John Lyndon of the Alliance for Middle East Peace (ALLMEP) makes the point, “One of the things we look at, as a case study, is what was done in Northern Ireland by the creation of something called the International Fund for Ireland in 1986 (which was essential for the Good Friday Accords to be signed), which directly invested and leveraged over $2.4 billion. That’s over $40 per person, per year, for over 20 years. In Israel/Palestine it’s around $2 per person, per year.” MEPPA is a strategic attempt by the US government to rectify that.

While it appears final status negotiations are not on the table at present what can be done now is to do the best to ensure that once an agreement is reached it has the best chance of holding. This is where MEPPA, and related, highlighting the work of the Israeli-Palestinian People2People (P2P) NGOs comes into play for they till the soil for an agreement by providing tangible models on the ground for Palestinians and Israelis. The naysayers have taken over the conversation; there needs to be an alternative narrative for Israelis and Palestinians to grasp.

In addition, they strengthen the voices of Palestinians and Israelis who believe that a compromise of peace and justice will give Israeli and Palestinian leaders the backbone for the hard decisions they will need to make. Finally, there will be tremendous pushback by both Israeli and Palestinian extremists to any agreement – giving resolve to those Israelis and Palestinians who will support an agreement will strengthen against that pushback so an agreement has a better chance to hold.

Related to this, Secretary of State Blinken said when awarding a MEPPA grant to EcoPeace, “So in this way and so many other ways, through practical cooperation, bringing people together, it builds habits of cooperation and breaks down barriers in ways that ultimately, I think, will help set the foundation for what we continue to believe is the necessary and important future of two states.”
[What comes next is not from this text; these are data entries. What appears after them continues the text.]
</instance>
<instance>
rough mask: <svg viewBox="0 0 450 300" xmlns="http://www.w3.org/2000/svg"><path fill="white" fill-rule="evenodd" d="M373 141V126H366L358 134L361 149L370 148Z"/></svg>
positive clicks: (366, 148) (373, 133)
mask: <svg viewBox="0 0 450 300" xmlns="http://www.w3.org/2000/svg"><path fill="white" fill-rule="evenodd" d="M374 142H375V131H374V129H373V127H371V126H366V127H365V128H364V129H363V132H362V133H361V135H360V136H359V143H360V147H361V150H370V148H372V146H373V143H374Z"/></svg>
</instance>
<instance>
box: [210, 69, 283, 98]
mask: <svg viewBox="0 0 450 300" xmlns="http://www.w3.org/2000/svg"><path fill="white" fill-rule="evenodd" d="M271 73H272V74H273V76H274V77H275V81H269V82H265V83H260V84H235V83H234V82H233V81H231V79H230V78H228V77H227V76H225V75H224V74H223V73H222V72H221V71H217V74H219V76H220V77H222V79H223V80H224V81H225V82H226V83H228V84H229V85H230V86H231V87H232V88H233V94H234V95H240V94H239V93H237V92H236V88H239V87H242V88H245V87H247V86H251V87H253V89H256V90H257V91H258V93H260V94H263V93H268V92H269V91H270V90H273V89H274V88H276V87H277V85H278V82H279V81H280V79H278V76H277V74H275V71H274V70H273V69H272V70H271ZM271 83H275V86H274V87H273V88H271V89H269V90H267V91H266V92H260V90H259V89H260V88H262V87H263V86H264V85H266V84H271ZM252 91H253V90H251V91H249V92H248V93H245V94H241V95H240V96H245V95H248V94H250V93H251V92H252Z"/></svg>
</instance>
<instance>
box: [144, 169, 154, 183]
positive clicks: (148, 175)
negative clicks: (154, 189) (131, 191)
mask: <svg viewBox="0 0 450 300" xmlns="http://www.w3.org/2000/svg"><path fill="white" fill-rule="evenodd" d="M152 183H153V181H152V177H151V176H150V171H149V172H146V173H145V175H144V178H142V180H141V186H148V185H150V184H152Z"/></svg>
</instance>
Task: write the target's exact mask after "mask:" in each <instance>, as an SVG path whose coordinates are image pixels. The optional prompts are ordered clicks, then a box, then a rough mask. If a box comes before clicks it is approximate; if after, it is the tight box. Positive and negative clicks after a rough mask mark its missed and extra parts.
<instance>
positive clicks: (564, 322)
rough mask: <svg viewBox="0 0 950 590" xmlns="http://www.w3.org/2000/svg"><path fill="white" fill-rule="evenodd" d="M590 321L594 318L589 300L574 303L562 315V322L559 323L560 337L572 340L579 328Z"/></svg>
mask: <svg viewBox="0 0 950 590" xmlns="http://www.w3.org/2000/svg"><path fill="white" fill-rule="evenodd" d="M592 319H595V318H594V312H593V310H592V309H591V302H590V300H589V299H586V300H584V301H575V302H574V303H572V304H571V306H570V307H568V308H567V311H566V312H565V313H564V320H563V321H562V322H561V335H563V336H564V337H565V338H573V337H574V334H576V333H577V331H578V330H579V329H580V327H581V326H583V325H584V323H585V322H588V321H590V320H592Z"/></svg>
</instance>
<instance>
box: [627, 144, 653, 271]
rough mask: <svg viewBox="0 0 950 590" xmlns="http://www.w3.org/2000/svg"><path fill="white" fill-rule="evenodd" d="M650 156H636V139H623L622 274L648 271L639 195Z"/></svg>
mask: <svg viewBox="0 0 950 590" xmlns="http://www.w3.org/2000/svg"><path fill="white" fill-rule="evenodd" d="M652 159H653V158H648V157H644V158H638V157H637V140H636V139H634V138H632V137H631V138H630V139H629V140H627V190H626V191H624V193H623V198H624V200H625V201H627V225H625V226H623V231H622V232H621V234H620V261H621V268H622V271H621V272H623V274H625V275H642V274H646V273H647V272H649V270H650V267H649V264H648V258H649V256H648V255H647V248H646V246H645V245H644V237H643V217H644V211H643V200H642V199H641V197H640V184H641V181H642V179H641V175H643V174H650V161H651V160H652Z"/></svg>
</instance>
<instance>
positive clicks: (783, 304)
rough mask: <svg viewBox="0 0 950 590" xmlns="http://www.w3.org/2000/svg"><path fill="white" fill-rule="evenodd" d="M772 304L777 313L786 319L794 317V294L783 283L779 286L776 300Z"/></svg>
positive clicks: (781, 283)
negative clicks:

In Hebrew, the word for truth is emet, composed of more or less the first, middle, and last letters of the Hebrew alphabet because truth should be all encompassing. Sheker is Hebrew for lie, formed by three letters next to each other, for a lie only gives part of the picture. When the media only focuses on the violent and dramatic, it shows only a piece of the whole – a lie. Not to diminish the impact of the brutal actions, but they are not the totality of human actions. The recent violence between Israelis and Palestinians once again has grabbed the headlines. By doing so, it pushes aside and suffocates the critical and transformative work of Israeli and Palestinian NGOs. When only the violence is reported, it creates a perceived reality that all is hopeless – it creates a momentum downward and becomes a self-fulfilling hopeless prophecy.

For over twenty years the Arava Institute has brought our Palestinian, Jordanian and Israeli alumni to the Hill. At those meetings, members of Congress and their staff are amazed and shocked by what they see: the deep respect and care between our alumni. Why? Because they are influenced by what they learn from the media. That is even truer for Palestinians and Israelis.

There are over 150 Palestinian and Israeli NGOs modelling a different status quo, unfortunately not enough Israelis and Palestinians know about them. Their work is not soft - it is hard and difficult, and makes a difference and is impactful. In the words of Hubert H. Humphrey, “Peace is not passive, it is active. Peace is not appeasement, it is strength. Peace does not 'happen,' it requires work.”  The diameter and damage of a bomb is amplified by the coverage it receives by the press. It should well receive its coverage, but at the same time it is long overdue for the voices and efforts of a different relationship between Israelis and Palestinians to be given their due.

The writer is rabbi emeritus of the Israel Congregation, Manchester Center, Vermont, and a faculty member of the Arava Institute for Environmental Studies and Bennington College. He was recently appointed to the Partnership for Peace Fund Advisory Board of MEPPA by Senator Patrick Leahy.